Hawkers perform a number of services for the urban population, especially for the economically weaker sections. They sell food, fresh vegetables, household goods, clothes and other articles of consumption.
Their rates are usually lower than those charged by shops and hence affordable to the urban poor. Moreover, their services are easily accessible to consumers though sometimes they exploit consumer’s ignorance to be expensive.
In most developing countries’ cities like Rwanda, the urban poor survive by working in the informal sector. Poverty and lack of gainful employment in the rural areas and smaller towns drives large numbers to the cities for work and livelihood.
These people generally have low skills and lack the education required for better paying jobs in the organized sector. For these people, work in the informal sector is the ‘only avenue’ for survival. This has led to the unfortunate rapid growth of number of hawkers and vendors in Kigali.
The activities of Rwandan hawkers inevitably brought them into conflict with the local government.
This is mainly because their disorderly remains a stabling block to the city’s plan to develop.
A programme of city beautification that involved paving the streets, providing litter bins, repainting old buildings, and requiring each landlord to plant a couple of trees in front of their buildings has been going on for a number of years.
The efforts would be rendered futile, if groups of young men and women continued to move around with their mobile businesses. It is not enough to have nice flowers and trees planted in a city when people are so disorganised in business operations.
The city authorities have had enough with hawkers and vendors who stubbornly refused to observe laws, set by local authorities to quit streets. However, to a greater extent hawkers took the heed and were slowly but steadily leaving street- mobile business. The problem was indeed subsiding.

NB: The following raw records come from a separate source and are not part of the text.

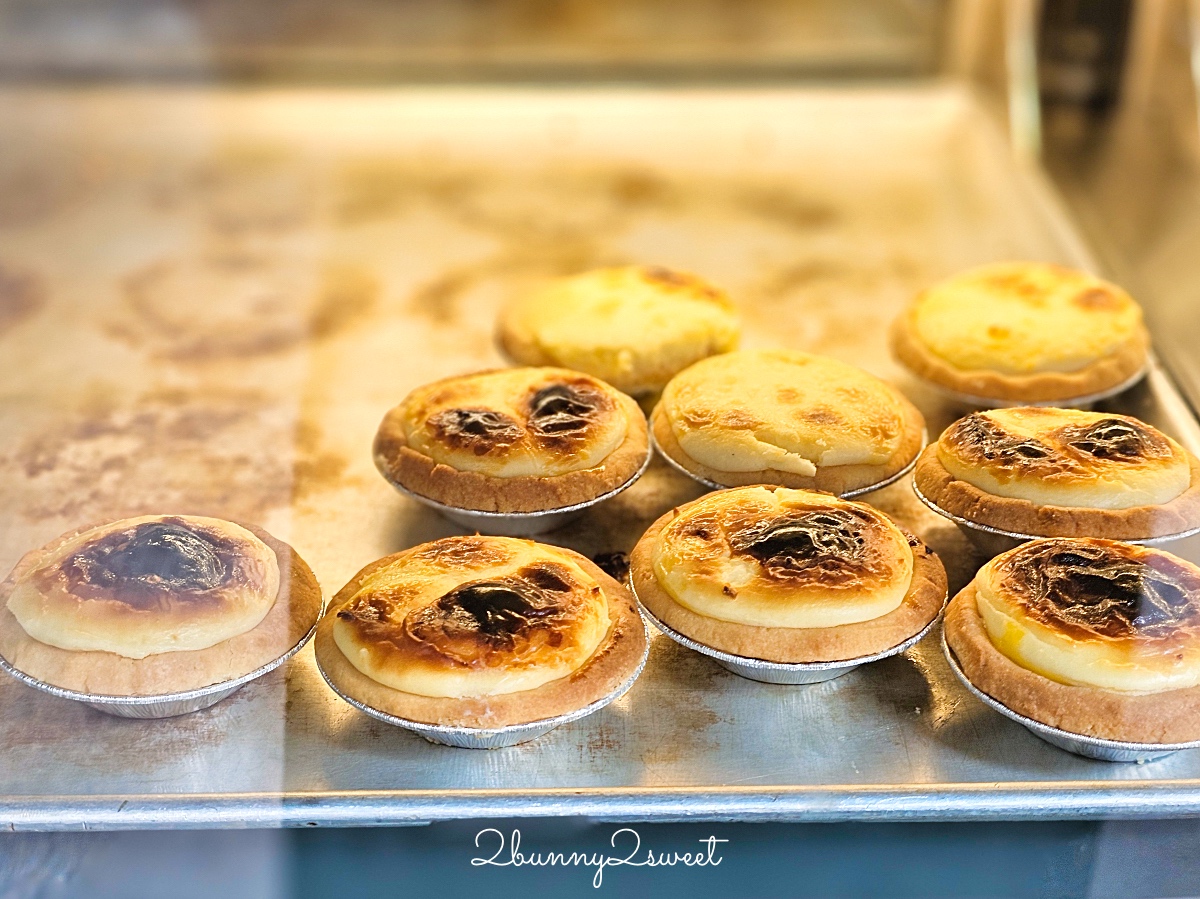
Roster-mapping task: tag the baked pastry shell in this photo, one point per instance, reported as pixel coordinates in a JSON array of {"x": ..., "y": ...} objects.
[
  {"x": 995, "y": 525},
  {"x": 503, "y": 719},
  {"x": 1086, "y": 720},
  {"x": 1097, "y": 381},
  {"x": 845, "y": 481},
  {"x": 790, "y": 655},
  {"x": 510, "y": 505},
  {"x": 165, "y": 684}
]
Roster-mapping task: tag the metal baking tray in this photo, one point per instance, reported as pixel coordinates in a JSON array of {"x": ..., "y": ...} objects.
[{"x": 210, "y": 298}]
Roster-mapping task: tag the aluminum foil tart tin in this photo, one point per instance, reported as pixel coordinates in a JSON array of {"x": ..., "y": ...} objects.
[
  {"x": 781, "y": 672},
  {"x": 849, "y": 495},
  {"x": 1108, "y": 750},
  {"x": 166, "y": 705},
  {"x": 520, "y": 523},
  {"x": 491, "y": 737},
  {"x": 993, "y": 541},
  {"x": 1073, "y": 402}
]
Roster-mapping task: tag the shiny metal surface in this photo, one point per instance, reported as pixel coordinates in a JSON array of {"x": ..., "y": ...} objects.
[
  {"x": 520, "y": 523},
  {"x": 1108, "y": 750},
  {"x": 129, "y": 384}
]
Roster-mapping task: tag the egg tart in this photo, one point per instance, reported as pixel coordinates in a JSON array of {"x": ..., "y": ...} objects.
[
  {"x": 1048, "y": 472},
  {"x": 153, "y": 605},
  {"x": 1091, "y": 636},
  {"x": 786, "y": 575},
  {"x": 513, "y": 441},
  {"x": 1024, "y": 333},
  {"x": 634, "y": 327},
  {"x": 787, "y": 418},
  {"x": 483, "y": 633}
]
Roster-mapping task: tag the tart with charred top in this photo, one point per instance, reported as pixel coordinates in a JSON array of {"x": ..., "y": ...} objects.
[
  {"x": 480, "y": 631},
  {"x": 787, "y": 418},
  {"x": 786, "y": 575},
  {"x": 1092, "y": 636},
  {"x": 1048, "y": 472},
  {"x": 1023, "y": 333},
  {"x": 155, "y": 605},
  {"x": 513, "y": 441},
  {"x": 633, "y": 325}
]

The remaining problem was further exacerbated by ‘Tuvugane’ telephone business, which employed thousands of young boys and girls to move around the city.
For sure you do not need to move around carrying a telephone in your hands for people to use. The fact that ‘Tuvugane’ telephones are wireless does not mean that they are supposed to be carried as we do with tiny mobile phones. They are instead supposed to be placed in one strategic place so that customers can access them.
The telephones in question are not only too heavy to be used as mobile phones, but also look awkward in hands of a person. So, why should we see some people full of complaints that they should remain mobile?
I have a great conviction that if the phones were placed in some strategic areas, they would make more business than they do today. The only thing, may be, the business operators fail to understand, is that customers need to use the phones in a relatively safer environment.
But a situation where one uses the phone, when he or she is surrounded by a number of strangers, scares away a number of would be customers. It is of course opposed to a situation where one would call from a secure ‘Kiosk’.
As for the hawkers and vendors, Plans have been put in place and markets are in almost all urban areas of the country. Go beyond Kigali city to other urban areas, you will be astonished by a number of markets established. They are in fact under utilised and I do not know why people enjoy running up and down in streets of Kigali.
Well designed markets are usually the most convenient spots for consumers. Though some of these markets need to be developed and regulated, they remain the best alternative.
Let retailers and wholesalers stop confusing hawkers, so that they may go down to places designated for business and start off theirs. I say this because they are the ones who give them the merchandise to sell around streets.
Only settling in markets, shops and kiosks will give hope a young up coming business person. Otherwise, Kigali city has got to maintain order and sanity it enjoys today. There is no short cut.